I do not trust police to respect the law and human rights. I have seen how they treat peaceful protesters and innocent people, and I know someone who died as a result of his injuries from “nonlethal” munitions. My race, gender, and class privilege might make me somewhat safer in general, but even those “protections” vanish if one is protesting or does something, even inadvertently, to displease an officer.
I am concerned about what our culture is doing to law enforcement and their mental health and ability to continue to serve under these conditions.
I do not fear death so much as the suffering that could precede it, as well as possible unavailability of help.
I believe uprisings and protests are forms of public grief that should be provided with care by meeting basic needs: food, water, bathrooms, counseling spaces, grief and trauma therapists/chaplains, and clear communication, rather than a militarized response.
Middle class people are being priced out of the city. I have rented in my neighborhood for 20-plus years but cannot afford to buy a house here or to rent in any of the newer buildings. If my landlord sells, I might have to move out of the city.

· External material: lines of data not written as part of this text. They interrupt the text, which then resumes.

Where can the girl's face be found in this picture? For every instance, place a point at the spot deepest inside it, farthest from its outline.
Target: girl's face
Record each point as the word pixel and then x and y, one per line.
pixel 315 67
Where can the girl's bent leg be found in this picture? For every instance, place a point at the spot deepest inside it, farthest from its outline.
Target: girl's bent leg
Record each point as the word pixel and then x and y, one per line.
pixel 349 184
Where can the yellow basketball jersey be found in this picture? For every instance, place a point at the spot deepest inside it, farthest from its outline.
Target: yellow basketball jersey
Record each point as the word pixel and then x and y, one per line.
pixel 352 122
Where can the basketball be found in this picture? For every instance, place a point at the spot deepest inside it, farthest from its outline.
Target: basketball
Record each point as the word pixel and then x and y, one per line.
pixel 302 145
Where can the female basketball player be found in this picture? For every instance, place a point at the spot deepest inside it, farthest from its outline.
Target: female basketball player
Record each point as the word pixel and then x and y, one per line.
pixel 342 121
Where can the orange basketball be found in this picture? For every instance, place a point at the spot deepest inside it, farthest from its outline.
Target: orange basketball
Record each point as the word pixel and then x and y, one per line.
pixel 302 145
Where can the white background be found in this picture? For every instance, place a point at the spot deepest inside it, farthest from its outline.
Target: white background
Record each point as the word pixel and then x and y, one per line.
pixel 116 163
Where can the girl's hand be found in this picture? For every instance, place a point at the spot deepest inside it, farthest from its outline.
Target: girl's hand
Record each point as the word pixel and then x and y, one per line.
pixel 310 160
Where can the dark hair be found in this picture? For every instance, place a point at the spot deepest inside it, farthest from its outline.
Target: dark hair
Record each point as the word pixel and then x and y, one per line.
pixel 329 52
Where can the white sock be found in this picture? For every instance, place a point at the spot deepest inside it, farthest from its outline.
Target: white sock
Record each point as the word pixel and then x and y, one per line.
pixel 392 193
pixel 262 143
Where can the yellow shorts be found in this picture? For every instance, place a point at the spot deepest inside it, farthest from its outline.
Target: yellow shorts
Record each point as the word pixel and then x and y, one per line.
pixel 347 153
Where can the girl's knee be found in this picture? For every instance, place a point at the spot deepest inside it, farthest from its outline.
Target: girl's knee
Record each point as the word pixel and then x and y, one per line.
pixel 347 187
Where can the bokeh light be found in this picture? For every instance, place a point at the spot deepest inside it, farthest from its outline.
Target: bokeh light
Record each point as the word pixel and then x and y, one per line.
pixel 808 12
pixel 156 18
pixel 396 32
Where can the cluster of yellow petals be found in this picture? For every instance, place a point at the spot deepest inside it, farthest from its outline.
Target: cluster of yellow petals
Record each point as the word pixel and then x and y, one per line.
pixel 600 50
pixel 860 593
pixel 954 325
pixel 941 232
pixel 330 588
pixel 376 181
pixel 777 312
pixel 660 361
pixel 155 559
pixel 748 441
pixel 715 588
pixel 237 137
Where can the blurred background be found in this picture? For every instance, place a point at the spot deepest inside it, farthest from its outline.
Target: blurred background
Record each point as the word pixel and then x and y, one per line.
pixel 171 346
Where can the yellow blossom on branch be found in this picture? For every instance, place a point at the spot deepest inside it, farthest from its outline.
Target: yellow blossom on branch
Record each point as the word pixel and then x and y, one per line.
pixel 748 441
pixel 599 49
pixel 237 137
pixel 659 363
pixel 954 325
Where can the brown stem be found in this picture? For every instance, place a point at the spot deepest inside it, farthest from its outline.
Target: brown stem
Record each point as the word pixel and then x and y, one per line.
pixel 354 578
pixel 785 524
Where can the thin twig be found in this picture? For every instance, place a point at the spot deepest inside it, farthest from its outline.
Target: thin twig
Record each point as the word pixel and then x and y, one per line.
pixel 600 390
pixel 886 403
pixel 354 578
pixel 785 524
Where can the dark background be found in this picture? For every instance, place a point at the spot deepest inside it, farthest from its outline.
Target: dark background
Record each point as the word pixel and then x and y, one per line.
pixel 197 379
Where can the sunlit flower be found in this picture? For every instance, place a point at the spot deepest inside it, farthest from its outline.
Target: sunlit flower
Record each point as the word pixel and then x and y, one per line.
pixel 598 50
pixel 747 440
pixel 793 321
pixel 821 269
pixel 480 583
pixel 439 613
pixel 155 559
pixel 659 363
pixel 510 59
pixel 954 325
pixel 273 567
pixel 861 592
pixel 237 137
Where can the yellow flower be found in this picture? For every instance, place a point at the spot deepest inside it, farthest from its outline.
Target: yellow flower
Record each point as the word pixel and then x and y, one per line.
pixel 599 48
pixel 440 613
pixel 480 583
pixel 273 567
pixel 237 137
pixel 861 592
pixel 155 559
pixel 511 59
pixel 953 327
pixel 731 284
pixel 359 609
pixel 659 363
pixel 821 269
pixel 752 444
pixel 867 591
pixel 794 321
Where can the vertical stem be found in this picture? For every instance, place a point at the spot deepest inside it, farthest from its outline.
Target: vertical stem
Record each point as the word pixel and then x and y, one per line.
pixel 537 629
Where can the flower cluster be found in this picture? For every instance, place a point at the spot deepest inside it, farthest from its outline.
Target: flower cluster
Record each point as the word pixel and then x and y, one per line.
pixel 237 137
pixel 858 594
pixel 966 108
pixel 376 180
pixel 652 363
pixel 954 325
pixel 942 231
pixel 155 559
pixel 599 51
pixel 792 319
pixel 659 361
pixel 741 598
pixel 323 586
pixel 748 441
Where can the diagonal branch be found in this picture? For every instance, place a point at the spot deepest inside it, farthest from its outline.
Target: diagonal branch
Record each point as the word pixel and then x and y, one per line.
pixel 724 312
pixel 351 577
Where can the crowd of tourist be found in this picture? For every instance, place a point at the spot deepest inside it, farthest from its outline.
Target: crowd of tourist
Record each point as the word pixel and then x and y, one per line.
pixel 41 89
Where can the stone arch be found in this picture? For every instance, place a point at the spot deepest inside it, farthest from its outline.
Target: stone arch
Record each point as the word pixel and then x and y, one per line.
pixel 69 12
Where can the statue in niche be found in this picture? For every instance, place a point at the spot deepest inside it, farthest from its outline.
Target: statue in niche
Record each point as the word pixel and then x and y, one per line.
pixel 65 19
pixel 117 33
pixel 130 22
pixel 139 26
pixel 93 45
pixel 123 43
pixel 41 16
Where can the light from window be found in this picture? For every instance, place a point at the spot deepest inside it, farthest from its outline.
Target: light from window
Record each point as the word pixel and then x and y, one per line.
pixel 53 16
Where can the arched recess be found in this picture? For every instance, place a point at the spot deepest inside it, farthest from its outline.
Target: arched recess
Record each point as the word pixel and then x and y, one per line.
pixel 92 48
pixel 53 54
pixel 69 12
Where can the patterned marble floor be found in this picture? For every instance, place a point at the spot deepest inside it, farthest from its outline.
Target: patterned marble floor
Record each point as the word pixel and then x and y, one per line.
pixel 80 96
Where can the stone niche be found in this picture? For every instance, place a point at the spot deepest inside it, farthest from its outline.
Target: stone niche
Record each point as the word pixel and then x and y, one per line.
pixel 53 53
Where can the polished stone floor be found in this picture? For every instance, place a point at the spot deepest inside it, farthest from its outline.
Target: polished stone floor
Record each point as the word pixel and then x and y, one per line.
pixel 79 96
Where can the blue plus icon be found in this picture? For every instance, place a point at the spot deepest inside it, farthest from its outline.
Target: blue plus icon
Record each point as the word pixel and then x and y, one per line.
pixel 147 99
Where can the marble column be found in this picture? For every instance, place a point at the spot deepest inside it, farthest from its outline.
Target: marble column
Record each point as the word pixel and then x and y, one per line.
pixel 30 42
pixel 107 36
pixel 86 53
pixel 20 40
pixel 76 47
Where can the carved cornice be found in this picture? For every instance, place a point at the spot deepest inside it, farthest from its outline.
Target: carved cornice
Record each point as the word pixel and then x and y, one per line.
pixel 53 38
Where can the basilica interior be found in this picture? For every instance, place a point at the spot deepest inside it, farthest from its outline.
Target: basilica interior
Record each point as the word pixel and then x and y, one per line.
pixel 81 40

I am homeless. I have a chemical injury so it is extremely difficult to find a place to live that not only does not make me sicker, but that I am able to afford with disability pay. I am not able to meet my basic needs. Society is set up, I have learned, to only work for those able to conform.
Minnesota is the least friendly place I have lived in as an adult (out of five states) and the place I have the least close friendships. There is a lot to do here, but everyone is strangely entrenched in their own childhood friendships so there is nobody to do anything with.
I am getting older and isolation is a real and present threat.